When audiences enter the Barrow Street Theatre to check out one of its current offerings, they'll have a hard time taking their eyes off the curious assortment of household items and found objects strewn about the stage, not to mention the clothesline from which hang creepy cutouts of what look like faces. Add in some dim lighting and swampy sound effects (hooting birds, frogs, and the like) and you've got the offbeat setting for the bizarre and unforgettable shadow-puppet show Swamp Juice, a production that adventurous kids will guzzle down.

Based in Melbourne, Australia, Jeff Achtem, the brains behind Swamp Juice as well as its sole performer, packs a lot of fun and creativity into a single hour. He uses several light sources to cast shadows of those hanging faces, of his fingers and head, and of other objects onto large screens and the theater's walls.
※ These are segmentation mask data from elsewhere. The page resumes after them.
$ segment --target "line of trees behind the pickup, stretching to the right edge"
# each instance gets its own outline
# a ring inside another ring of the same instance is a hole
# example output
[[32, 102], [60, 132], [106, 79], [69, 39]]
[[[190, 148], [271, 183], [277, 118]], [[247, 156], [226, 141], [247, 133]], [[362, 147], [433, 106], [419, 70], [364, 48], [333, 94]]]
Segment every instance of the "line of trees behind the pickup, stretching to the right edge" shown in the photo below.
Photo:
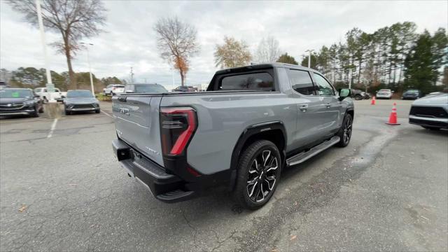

With those shadows, Achtem acts out a story about a man who likes to taunt animals (among his victims are a snail, a snake, and a bird), and about the chase that one of them takes him on. He goes after Birdie through sea and air, relentlessly pursuing the helpless animal even into the belly of a sea creature. But in the end, Birdie has the last laugh.

Achtem is almost as much fun to watch as his shadow show. With shoeless feet and wispy strands of hair, he wears goggles and speaks in a gruff, whispery voice that sounds like Michael Keaton in Beetlejuice. Audience members get to participate in part of the chase scenes with some of the stage props, but the real kicker comes at the end when they are handed 3-D glasses. Suddenly those two-dimensional shadows leap to life and into the theater seats as the taunting man relentlessly flies after Birdie in a plane. Though kids will love this part, adults will also likely let out startled laughs at the sight of the man's plane seemingly flying into their faces.

The great thing about a show like this is that it encourages kids to try their own hands at creating a shadow play at home. Most of the props that Achtem uses can be found around the house, and creative youngsters will hopefully get a lot of ideas for making their own shadow-play stories. Some little ones may be frightened by the sea monster, but most kids five and up will get a kick out of the weird yet playful atmosphere that Achtem creates. Parents, however, should get ready to hear the phrase "I'm gonna get you, Birdie" on loop for at least a few days.